Ava shrugged off his explanation, still saddened that her grandmother had entrusted the journal to Owen but not to her.

"Lena is a woman unto herself. Just like you. And if Lena couldn't stop you from your rogue mission, she wanted you to have every possible advantage."

At Owen's words the smell of peppermint tea once again seemed to linger in the air. Ava remembered that afternoon in her grandmother's kitchen, warm sunlight dancing across the patterns of the room, as Lena had explained the true history of the Gaia and Ares—disobeying a direct order of the Elders. As if her grandmother had known Ava might end up here, in this car, far from her Order and her home, and in grave danger. She smiled. "Show me."

Owen opened the book carefully. Ava watched intently, trying to make out the pictures as he flipped through the pages quickly. She shivered, catching a glimpse of a picture of someone who looked like herself, eyes closed in eternal repose. Ella. Would she meet the same fate?

Owen stopped on a page with an image of the same woman, her great-aunt Ella. This time her great-aunt was clearly alive, but she looked...unwell. In the drawing, her hair was tousled and there were deep circles under her eyes—although the eyes themselves were lit with a manic glow.

November 11, 1942

Ella is still not herself. It's been five days now since she returned from whatever happened to her in the Pacific. I've been tasked with keeping an eye on her but nobody will tell me why or what I should be looking for. It's very frustrating—the Elders haven't treated me this way since I was very young. It's clear that Ella is more powerful than ever physically. But mentally—she seems slightly unwell? Nothing too obvious—you know Ella, she hates to seem anything but perfect. But sometimes I catch her when she thinks she's alone. Whispering to herself, she's always whispering to herself. And giggling.

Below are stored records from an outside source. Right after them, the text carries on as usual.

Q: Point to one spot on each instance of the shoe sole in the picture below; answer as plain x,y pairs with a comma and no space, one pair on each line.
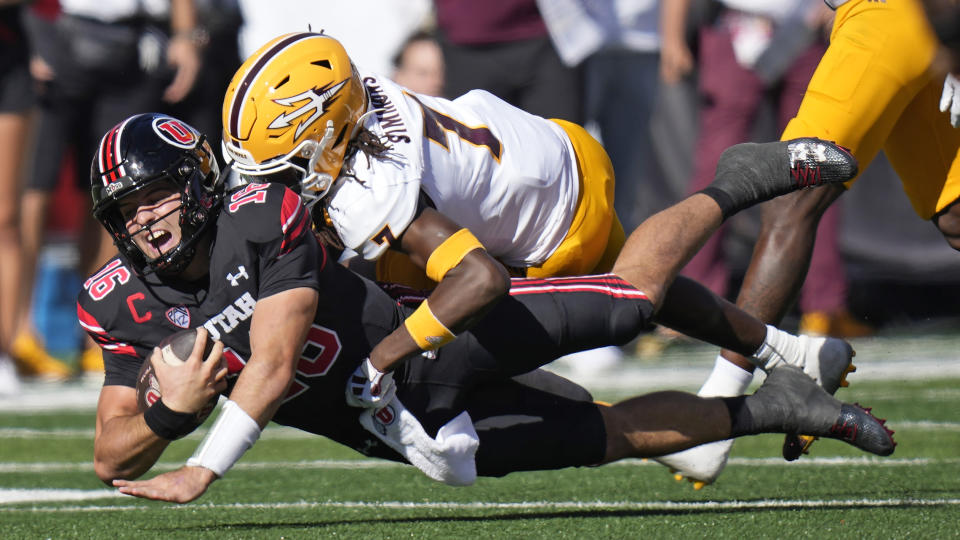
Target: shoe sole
795,445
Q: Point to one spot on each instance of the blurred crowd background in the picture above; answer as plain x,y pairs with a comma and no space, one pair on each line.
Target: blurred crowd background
666,85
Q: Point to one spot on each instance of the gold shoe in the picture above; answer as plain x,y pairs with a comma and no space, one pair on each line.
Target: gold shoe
33,360
840,324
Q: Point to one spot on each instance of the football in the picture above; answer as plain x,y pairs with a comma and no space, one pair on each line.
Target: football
175,349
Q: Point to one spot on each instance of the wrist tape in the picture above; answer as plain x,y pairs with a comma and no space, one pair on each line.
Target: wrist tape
232,434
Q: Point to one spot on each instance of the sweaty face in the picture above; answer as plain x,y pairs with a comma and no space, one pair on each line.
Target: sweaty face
151,217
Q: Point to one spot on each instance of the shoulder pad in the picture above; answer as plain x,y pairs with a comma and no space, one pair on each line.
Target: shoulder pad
265,212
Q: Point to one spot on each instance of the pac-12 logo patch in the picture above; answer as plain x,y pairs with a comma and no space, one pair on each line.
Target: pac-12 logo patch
175,132
179,316
383,418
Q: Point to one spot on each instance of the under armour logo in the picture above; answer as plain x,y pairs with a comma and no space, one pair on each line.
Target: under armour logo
241,273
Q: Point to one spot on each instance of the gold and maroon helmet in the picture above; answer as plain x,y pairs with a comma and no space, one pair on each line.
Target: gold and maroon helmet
290,111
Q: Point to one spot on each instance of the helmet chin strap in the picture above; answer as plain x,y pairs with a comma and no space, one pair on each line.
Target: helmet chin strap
315,185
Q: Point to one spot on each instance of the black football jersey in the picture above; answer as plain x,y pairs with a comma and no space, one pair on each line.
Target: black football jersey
263,245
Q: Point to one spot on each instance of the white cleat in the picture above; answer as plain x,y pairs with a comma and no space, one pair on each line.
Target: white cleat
827,361
9,382
700,465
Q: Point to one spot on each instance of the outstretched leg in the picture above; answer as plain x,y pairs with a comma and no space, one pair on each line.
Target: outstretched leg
747,174
787,402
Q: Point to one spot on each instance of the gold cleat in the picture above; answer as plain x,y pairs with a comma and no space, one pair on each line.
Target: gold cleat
697,484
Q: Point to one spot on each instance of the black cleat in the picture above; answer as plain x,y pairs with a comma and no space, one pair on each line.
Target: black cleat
751,173
791,402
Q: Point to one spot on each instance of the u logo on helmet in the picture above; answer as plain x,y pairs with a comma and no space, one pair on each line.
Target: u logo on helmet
175,132
315,106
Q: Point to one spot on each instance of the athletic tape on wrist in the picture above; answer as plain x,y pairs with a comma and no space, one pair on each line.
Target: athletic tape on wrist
232,434
450,253
169,424
426,330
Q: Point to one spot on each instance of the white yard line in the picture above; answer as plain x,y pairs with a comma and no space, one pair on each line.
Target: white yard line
12,467
890,358
286,433
523,505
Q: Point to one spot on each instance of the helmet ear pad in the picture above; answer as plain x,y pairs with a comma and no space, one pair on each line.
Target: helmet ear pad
149,148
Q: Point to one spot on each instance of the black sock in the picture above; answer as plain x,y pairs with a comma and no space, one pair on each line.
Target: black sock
723,200
741,421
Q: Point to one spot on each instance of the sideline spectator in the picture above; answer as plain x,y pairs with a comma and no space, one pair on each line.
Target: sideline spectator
16,100
419,65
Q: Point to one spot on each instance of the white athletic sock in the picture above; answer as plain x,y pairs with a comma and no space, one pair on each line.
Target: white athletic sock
727,379
778,347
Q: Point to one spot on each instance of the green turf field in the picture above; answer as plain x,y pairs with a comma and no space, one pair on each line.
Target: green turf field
295,486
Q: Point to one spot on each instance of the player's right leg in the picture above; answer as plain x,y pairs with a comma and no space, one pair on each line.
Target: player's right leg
788,402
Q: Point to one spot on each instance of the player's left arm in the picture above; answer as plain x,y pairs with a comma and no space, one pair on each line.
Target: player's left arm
470,280
277,333
278,328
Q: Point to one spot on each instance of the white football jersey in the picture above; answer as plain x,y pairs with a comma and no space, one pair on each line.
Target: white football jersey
508,176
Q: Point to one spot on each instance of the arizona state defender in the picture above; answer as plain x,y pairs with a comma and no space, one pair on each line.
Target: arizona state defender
295,329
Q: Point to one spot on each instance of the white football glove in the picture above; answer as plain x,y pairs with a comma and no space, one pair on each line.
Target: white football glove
950,99
369,387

I couldn't make out what she was saying until last night. I made dinner for the two of us. I even agreed to sneak some of mother and father's wine with her, hoping it might loosen her inhibitions and get her talking about her time in the ocean. Then I begged off with a headache and sat in wait upstairs, listening for the familiar jabbering. This time I caught snatches of her words. "I passed...I passed the test. Her test," Ella would repeat over and over, giggling to herself.